Interpol had the thankless task of going on in the sunshine, which is an awfully hard time to play moody, textured dance music on a stage at the sunny end of the pasture. People told me how much they loved the set, but near the front, there was little physical response to the first three songs, not even much absent-minded head bobbing.
JP, Chrissie and the Fairground Boys played the Bingo! Parlour Tent to a few hundred people (which blew a friend’s mind; he kept looking around saying, “This is crazy.”) perhaps because of the last day set flip with the bounce showcase that was originally scheduled for 4:15. JP was John Paul Jones, not the Led Zep JP Jones but a Welsh journeyman, and Hynde sang about their relationship in the song, “My Perfect Lover”:
I found my perfect lover but he’s only half my age
He was learning how to stand when I was wearing my first wedding band
I found my perfect lover but I have to turn the page
But I want him in my kitchen and standing on my stage.
That was a little winceworthy, as was much that involved Jones. When Hynde sang “Your Fairground” from their Fidelity! album, her voice danced lightly through the melody, she reminded us what a remarkable, idiosyncratic instrument her voice is; when Jones sang, the effort was obvious from the first syllable, and it’s a voice you’ve heard a thousand times before. There’s nothing wrong with him, but the contrast only makes it clear that you have to know him to appreciate what’s special about him.
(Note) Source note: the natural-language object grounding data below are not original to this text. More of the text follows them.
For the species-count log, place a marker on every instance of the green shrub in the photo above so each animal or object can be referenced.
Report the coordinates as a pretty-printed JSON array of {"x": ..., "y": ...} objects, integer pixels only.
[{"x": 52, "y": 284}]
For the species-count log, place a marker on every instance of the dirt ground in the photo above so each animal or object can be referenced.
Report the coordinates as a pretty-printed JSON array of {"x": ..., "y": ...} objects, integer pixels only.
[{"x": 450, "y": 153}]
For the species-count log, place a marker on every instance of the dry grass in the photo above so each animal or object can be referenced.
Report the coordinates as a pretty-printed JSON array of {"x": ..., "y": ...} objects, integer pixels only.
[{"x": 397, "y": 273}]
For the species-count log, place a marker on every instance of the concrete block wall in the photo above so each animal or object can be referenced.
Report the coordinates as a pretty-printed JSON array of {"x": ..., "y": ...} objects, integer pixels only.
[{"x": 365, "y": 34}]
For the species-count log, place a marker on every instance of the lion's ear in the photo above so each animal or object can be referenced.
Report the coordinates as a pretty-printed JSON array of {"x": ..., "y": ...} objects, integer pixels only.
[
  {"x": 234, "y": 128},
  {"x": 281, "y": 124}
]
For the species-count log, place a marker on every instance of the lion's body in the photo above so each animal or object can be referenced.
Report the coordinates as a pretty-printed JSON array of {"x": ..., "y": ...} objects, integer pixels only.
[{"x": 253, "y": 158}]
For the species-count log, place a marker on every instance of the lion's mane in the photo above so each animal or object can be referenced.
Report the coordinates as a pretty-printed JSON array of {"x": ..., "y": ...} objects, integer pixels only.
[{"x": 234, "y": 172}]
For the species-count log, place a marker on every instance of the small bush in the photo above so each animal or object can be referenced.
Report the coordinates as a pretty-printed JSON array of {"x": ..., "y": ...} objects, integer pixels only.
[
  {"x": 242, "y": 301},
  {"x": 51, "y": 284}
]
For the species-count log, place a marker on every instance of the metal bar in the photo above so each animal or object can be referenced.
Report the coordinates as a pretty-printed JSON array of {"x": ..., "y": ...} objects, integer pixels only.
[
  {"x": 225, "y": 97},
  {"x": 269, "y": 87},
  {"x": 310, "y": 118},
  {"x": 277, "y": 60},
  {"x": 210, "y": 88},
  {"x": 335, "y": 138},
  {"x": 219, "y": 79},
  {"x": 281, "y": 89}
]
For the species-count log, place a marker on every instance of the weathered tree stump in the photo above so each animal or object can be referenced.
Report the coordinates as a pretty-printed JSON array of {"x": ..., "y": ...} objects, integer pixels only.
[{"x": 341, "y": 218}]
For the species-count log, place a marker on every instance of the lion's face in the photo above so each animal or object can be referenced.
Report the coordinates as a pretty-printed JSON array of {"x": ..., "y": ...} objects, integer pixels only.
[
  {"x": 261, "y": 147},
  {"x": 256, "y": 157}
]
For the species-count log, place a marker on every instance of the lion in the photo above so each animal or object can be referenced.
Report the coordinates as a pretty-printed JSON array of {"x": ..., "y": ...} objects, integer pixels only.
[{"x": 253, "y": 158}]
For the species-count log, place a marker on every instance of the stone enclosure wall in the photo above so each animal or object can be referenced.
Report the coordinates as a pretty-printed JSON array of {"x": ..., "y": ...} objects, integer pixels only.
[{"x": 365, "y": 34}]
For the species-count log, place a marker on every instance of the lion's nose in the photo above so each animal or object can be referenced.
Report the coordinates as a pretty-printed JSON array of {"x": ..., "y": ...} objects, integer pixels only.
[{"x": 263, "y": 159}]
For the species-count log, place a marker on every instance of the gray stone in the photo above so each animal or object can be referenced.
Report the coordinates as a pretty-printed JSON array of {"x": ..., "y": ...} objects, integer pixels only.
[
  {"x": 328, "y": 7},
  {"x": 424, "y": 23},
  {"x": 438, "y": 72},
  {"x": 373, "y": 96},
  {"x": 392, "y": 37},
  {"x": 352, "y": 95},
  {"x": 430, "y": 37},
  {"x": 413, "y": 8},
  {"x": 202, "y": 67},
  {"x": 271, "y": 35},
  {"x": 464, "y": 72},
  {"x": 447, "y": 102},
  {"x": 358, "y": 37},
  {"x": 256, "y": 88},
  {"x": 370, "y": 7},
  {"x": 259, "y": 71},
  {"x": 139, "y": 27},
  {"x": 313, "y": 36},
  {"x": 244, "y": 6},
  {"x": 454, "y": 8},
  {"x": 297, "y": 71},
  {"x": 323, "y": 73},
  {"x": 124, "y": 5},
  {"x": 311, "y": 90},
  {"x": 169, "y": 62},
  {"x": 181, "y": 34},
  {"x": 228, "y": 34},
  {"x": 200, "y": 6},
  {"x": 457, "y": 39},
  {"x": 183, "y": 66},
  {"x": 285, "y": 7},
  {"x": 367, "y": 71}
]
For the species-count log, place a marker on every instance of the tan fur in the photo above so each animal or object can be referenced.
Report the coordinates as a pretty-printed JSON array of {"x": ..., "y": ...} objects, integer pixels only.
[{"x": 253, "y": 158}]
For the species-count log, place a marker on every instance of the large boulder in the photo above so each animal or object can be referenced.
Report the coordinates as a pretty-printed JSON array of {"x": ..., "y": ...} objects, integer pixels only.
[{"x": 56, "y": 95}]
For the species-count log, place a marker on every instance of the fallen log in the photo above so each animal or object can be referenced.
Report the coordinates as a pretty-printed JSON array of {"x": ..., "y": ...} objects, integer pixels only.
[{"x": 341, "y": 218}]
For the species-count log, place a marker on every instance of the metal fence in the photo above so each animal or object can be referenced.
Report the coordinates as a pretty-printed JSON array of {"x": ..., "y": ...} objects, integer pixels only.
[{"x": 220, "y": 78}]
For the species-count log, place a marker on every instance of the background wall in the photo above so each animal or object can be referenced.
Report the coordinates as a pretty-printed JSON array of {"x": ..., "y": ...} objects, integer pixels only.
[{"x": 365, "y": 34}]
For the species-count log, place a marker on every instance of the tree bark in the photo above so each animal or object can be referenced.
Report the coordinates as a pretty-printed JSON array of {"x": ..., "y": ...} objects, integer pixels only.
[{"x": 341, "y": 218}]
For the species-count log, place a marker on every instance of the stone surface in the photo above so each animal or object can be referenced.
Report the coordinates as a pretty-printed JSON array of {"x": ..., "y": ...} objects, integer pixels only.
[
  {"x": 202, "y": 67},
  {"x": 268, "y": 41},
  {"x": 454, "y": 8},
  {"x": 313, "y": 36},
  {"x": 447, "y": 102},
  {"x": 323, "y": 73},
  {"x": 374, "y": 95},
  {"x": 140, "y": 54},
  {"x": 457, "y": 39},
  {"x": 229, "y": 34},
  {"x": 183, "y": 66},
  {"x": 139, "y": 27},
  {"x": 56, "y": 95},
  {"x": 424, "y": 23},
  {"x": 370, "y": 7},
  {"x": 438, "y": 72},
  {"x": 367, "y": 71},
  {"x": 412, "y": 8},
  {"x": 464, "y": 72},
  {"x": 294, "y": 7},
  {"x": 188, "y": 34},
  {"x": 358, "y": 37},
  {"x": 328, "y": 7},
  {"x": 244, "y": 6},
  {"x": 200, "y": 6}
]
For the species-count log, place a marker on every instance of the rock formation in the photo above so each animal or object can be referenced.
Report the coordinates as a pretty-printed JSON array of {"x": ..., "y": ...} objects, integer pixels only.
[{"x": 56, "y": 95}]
They were far more effective singing the non-album track “You’re the One (That I Should’ve Married),” where the poppiness brought out the playful side of her and took the too-earnest edge off him. Hynde started the closing cover of the Stooges’ “I Wanna Be Your Dog” off by announcing that her guitar was out of tune and she didn’t care, which was punk-ish, but it would have been punkier to ignore it entirely and plow on. As she played with her phrasing during the verses, you realized that she’d been on both side of the song’s dynamic in her life; she’d been someone’s dog and she’d made someone crawl. Unfortunately, when he joined her to sing the chorus, that whole subtext disappeared and the song became just another good cover.
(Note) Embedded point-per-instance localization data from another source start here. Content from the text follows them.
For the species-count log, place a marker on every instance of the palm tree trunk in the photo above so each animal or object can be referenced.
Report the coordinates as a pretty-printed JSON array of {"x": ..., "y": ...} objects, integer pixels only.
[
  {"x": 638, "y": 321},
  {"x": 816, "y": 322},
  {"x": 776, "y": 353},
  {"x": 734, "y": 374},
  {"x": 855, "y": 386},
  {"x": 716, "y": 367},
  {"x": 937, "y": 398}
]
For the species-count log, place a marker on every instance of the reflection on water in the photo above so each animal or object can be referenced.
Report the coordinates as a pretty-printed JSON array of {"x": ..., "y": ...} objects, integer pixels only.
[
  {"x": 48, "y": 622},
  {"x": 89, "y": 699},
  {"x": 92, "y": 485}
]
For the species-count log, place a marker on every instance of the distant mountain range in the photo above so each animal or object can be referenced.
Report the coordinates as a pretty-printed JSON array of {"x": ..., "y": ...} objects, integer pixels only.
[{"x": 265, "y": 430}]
MGMT’s Voodoo performance was less willfully perverse than its Coachella show, where it played nothing but the recently released Congratulations! Dressed as members of the Scooby Doo gang, MGMT opened with “It’s Working,” honoring the song’s baroque quality while rendering it as something closer to power pop. The band’s two albums sound very different, but in concert, the songs sound of a piece and gain a little muscle. Not a lot, but enough to make me want to see them when I don’t have to run off and watch the Saints beat on the Pittsburgh Steelers.
One last thought: the weather undoubtedly helped this year’s Voodoo, but this year’s festival bet heavily on youth and electronica and it paid off. After nightfall, there were always people hanging out at Le Plur regardless of who was going to be onstage, and Deadmau5 was as big of a draw as some of the later main stage acts. There were numerous Deadmau5 costumes walking the grounds all weekend including a Deadmau5 Imperial Stormtrooper. And the move of the New Orleans-centric stages to a row across Roosevelt Mall made it easy to stage-shop while there was surprisingly little sideways soundbleed.
… oh, and everybody wondered where the soft drinks were. Red Bull isn’t a soft drink.